Node.js + Express on the backend. React.js, Flux, Bootstrap on the frontend.
Similar to mine: Node.js/Express.js/MongoDB (backend); Stylus/Jade/jQuery/Webpack (frontend)

Cannot think of a faster way to get from 0 to 1.0.

Off topic, but I can't believe how many people are using "Laravel". It is probably the most bloated PHP framework in existence. [Serious, Not trolling]
There's nothing inherently wrong with using a full-featured framework like Laravel or Rails. It saves time, and backend performance is not always a dealbreaker (small projects, caching, etc).
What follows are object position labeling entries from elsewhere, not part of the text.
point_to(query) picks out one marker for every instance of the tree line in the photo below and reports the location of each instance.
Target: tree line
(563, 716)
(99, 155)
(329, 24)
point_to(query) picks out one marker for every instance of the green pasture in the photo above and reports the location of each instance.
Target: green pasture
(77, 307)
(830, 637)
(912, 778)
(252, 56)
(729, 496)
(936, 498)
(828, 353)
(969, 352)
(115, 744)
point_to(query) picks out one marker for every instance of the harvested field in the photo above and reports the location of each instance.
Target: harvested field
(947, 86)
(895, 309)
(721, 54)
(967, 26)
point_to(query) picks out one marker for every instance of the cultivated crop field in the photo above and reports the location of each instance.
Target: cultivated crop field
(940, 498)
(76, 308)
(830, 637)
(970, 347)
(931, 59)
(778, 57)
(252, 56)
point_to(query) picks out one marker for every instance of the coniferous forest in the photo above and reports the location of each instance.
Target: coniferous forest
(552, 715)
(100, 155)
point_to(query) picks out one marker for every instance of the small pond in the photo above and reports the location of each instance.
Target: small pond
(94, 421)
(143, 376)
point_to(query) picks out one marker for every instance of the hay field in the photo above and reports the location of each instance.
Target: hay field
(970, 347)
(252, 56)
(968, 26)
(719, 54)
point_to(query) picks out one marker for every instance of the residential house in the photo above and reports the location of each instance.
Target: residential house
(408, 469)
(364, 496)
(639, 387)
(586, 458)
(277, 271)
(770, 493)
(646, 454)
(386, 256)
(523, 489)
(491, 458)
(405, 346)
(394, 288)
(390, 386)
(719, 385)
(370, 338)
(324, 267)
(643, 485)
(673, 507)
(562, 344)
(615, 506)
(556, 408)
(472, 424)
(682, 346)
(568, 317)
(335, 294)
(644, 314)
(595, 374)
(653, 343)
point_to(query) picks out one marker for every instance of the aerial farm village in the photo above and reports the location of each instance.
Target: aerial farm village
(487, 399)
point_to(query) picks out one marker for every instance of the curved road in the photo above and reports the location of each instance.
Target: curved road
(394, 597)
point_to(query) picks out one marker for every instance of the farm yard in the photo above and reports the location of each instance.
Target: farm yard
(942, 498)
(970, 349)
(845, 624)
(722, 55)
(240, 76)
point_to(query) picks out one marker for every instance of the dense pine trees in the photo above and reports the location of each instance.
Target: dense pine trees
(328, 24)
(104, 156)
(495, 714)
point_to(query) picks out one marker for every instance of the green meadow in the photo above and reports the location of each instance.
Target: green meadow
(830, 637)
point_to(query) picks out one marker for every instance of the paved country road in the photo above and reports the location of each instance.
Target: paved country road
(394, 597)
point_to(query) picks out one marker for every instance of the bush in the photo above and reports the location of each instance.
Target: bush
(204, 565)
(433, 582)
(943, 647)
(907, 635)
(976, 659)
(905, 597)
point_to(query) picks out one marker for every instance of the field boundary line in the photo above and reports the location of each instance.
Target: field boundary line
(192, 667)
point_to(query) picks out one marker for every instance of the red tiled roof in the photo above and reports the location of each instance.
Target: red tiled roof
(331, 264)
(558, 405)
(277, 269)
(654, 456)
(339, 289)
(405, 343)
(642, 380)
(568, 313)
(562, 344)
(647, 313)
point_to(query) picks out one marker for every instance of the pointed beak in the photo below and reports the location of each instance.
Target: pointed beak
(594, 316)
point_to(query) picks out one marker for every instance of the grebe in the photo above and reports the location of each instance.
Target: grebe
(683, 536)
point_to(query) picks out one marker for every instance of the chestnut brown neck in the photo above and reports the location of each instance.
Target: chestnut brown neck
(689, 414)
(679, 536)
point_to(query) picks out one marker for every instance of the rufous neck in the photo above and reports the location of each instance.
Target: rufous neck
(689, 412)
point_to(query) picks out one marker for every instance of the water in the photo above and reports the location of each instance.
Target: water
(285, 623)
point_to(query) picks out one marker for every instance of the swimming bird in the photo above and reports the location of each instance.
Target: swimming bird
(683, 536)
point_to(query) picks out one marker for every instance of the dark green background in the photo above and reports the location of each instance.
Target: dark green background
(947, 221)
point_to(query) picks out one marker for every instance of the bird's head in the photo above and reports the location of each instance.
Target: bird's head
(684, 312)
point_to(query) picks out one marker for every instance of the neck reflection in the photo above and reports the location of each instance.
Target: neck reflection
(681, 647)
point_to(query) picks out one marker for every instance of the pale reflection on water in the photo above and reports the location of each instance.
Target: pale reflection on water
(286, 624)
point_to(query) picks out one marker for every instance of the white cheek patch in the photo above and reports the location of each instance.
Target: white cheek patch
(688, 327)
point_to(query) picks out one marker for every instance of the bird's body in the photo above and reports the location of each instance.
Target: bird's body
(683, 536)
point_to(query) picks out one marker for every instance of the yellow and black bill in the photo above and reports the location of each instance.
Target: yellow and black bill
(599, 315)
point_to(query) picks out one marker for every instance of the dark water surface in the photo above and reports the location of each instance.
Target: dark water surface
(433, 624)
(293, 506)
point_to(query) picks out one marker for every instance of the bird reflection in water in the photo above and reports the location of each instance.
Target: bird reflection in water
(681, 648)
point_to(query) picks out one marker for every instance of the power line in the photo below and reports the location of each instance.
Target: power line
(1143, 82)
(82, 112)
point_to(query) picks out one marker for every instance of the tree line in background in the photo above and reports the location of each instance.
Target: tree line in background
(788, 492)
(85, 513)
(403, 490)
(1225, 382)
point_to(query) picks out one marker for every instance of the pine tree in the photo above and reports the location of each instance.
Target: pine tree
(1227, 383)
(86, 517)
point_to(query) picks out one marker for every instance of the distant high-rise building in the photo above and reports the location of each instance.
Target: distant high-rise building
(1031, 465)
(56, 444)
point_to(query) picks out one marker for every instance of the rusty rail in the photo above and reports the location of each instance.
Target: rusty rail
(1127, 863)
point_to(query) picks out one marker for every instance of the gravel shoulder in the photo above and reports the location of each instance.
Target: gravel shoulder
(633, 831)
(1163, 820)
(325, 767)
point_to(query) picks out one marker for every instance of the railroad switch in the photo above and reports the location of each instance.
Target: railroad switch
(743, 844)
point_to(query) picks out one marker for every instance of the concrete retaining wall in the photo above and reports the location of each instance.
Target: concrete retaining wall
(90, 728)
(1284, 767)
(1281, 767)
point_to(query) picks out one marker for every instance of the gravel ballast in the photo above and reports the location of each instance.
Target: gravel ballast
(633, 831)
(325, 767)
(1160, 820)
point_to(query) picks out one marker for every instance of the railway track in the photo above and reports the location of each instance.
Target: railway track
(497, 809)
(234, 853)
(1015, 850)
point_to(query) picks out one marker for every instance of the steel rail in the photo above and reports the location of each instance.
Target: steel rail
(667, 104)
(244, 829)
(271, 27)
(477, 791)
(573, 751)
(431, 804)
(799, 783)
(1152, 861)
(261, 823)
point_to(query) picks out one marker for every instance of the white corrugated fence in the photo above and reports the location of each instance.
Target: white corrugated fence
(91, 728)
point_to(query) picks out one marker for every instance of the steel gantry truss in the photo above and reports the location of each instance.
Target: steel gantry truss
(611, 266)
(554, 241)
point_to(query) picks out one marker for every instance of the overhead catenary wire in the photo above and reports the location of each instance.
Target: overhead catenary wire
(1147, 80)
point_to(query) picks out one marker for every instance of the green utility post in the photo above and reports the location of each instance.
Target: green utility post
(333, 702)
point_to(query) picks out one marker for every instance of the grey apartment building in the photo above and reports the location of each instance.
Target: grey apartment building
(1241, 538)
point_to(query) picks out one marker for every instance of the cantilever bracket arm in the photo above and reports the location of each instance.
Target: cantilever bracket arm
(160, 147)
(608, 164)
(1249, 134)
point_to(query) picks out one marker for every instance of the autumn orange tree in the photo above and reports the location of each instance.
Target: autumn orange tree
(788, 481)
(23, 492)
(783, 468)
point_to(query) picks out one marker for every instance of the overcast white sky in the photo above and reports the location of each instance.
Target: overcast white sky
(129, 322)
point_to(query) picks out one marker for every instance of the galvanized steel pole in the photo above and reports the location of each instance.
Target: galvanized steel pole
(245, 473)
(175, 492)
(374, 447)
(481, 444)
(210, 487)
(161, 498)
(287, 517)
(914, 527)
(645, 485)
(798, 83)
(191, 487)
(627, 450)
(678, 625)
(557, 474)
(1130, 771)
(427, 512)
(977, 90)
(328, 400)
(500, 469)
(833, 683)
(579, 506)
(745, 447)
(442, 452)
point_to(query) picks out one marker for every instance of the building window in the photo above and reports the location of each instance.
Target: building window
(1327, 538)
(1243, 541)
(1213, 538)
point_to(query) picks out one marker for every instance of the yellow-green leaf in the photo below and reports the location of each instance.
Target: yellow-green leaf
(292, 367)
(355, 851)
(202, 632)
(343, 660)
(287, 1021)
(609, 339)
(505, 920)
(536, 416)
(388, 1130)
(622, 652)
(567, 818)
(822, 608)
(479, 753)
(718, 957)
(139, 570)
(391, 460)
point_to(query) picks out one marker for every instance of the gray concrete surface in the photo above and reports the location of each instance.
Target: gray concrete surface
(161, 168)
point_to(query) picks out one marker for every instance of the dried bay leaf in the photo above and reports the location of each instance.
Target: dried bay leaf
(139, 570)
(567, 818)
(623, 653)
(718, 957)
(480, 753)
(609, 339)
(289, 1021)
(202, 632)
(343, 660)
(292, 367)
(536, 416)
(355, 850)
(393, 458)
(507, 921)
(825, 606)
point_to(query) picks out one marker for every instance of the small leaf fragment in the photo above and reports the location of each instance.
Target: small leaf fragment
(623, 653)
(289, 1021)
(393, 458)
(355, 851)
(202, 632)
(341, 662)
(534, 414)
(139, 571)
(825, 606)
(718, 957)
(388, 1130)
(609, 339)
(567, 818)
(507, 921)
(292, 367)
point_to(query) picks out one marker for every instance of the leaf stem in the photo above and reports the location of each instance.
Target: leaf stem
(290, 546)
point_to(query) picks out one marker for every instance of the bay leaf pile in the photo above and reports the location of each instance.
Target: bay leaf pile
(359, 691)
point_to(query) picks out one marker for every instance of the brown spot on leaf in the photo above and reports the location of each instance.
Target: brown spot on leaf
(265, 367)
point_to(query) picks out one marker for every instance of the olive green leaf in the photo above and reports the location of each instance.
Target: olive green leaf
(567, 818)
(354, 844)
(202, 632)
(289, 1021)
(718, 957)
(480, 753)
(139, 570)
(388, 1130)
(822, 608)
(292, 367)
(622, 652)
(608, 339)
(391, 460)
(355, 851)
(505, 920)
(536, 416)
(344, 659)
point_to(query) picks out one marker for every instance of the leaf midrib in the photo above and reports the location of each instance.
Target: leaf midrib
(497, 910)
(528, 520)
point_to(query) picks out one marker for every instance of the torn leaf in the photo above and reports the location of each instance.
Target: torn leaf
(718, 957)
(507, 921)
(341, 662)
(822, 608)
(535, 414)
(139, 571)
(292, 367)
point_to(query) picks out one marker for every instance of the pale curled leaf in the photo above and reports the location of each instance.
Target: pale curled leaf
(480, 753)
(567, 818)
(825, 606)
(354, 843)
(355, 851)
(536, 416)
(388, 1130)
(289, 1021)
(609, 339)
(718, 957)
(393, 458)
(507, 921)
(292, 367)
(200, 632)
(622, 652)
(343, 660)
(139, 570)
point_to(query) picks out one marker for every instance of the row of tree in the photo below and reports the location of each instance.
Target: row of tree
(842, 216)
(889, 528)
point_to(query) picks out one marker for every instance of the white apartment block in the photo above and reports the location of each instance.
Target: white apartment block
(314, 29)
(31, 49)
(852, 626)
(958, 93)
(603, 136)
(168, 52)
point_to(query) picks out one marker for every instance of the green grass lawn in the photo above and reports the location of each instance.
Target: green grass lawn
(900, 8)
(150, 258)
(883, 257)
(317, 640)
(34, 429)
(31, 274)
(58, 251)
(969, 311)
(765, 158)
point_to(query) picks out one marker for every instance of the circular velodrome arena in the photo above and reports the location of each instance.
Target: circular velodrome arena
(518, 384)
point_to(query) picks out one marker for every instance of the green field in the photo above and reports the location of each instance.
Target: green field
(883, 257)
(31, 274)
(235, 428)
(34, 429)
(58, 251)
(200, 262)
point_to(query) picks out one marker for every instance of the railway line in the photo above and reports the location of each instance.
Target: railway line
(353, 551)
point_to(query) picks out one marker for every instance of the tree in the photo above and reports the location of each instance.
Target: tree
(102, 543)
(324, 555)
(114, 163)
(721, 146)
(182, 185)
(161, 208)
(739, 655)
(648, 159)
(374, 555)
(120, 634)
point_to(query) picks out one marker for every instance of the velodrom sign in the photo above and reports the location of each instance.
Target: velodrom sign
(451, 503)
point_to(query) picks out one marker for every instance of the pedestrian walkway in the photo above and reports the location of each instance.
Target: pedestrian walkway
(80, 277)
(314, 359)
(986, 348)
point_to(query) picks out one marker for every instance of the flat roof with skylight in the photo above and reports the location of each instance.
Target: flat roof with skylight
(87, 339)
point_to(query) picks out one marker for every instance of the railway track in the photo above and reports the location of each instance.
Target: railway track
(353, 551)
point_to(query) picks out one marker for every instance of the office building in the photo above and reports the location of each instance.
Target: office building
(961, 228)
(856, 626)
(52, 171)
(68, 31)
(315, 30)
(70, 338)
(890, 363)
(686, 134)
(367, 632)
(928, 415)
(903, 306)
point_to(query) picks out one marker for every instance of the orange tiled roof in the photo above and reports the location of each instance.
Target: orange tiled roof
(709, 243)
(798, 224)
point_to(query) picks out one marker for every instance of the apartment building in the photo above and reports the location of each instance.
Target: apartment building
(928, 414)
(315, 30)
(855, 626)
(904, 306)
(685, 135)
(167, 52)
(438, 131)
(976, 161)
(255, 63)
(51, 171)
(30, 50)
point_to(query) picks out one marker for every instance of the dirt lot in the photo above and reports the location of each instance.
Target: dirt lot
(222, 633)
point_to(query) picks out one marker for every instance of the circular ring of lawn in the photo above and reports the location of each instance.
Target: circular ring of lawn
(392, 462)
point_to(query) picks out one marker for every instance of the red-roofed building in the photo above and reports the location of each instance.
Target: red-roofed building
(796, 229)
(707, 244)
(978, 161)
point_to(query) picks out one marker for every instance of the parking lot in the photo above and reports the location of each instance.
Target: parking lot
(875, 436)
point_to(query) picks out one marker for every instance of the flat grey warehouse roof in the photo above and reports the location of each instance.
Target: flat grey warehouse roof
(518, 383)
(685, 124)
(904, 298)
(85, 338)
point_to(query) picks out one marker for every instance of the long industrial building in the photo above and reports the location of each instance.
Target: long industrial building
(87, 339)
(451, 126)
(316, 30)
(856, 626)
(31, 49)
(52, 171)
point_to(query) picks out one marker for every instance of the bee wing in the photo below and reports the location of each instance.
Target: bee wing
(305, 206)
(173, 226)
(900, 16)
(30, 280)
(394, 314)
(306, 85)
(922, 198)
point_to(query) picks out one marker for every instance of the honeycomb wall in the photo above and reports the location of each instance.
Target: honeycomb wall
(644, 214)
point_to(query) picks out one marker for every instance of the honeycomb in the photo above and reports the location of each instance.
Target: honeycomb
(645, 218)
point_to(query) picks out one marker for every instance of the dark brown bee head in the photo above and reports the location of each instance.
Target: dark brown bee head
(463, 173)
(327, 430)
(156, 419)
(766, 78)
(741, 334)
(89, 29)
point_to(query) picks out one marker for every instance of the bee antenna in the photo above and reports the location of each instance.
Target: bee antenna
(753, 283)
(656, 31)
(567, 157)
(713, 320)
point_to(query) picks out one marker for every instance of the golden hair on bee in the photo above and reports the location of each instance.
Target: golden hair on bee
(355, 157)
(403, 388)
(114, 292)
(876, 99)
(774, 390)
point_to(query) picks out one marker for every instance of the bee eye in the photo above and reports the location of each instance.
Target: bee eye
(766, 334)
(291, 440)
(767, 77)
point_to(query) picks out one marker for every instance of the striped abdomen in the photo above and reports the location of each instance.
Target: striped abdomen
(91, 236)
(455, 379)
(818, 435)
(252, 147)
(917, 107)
Besides, is there a good PHP micro-framework comparable to say Flask? I've tried a couple and it was not worth my time. Flask is useful because it's well architected for its purpose, has a big helpful community, lots of extensions, extensive documentation, etc.

Like someone else said here, Flask with SQLAlchemy and a few Flask-* extensions will give any full featured framework a run for its money, not so with any PHP microframework that I know of.

(comment deleted)
TL,DR: Node, Erlang, React, Flocks.JS, MySQL, and CloudFront.

For the frontend, I am writing a routable, cached SPA in React and d3, orchestrated with Flocks, stored in S3 and fronted with CloudFront, generated by Node, backed with MySQL (because it has semi-mature clustering.)

For the backend, I use a custom Erlang stack built on htstub and emysql.

The build process is orchestrated with gulp, uses eslint, vows, karma, and jsverify for testing, travis ci for CI/CD, and deploys automatically on full test passing. (I have extensive test coverage.)

I can use remarkably few tools to get the results I want. I am happy with the stack.

I have an alternative approach to handling multiple interfaces, as a replacement for responsive. I don't use media queries to do that. Instead I have a top level React layout control, and which top level control is invoked is based on the client. The same goal is suited, but it isn't jury rigged through CSS.

Backend: NodeJS, Express

Front: AngularJS, Zurb Foundation, Compass, Sass, Font Awesome, Google Web Fonts

Popping back in the thread to say "thank you" to everyone who contributed so far - this has given me a lot to research and think about.

From a product management perspective, Laravel is tempting - I certainly get that it could seem bloated, but some of that seems quite useful for getting to MVP quickly - the user auth and billing especially.

I'm considering Postgres / Laravel / Bootstrap (already have a clickable HTML prototype underway) to be replaced by Angular post-MVP, but I'll probably noodle on that last bit some more when the time comes to make that call.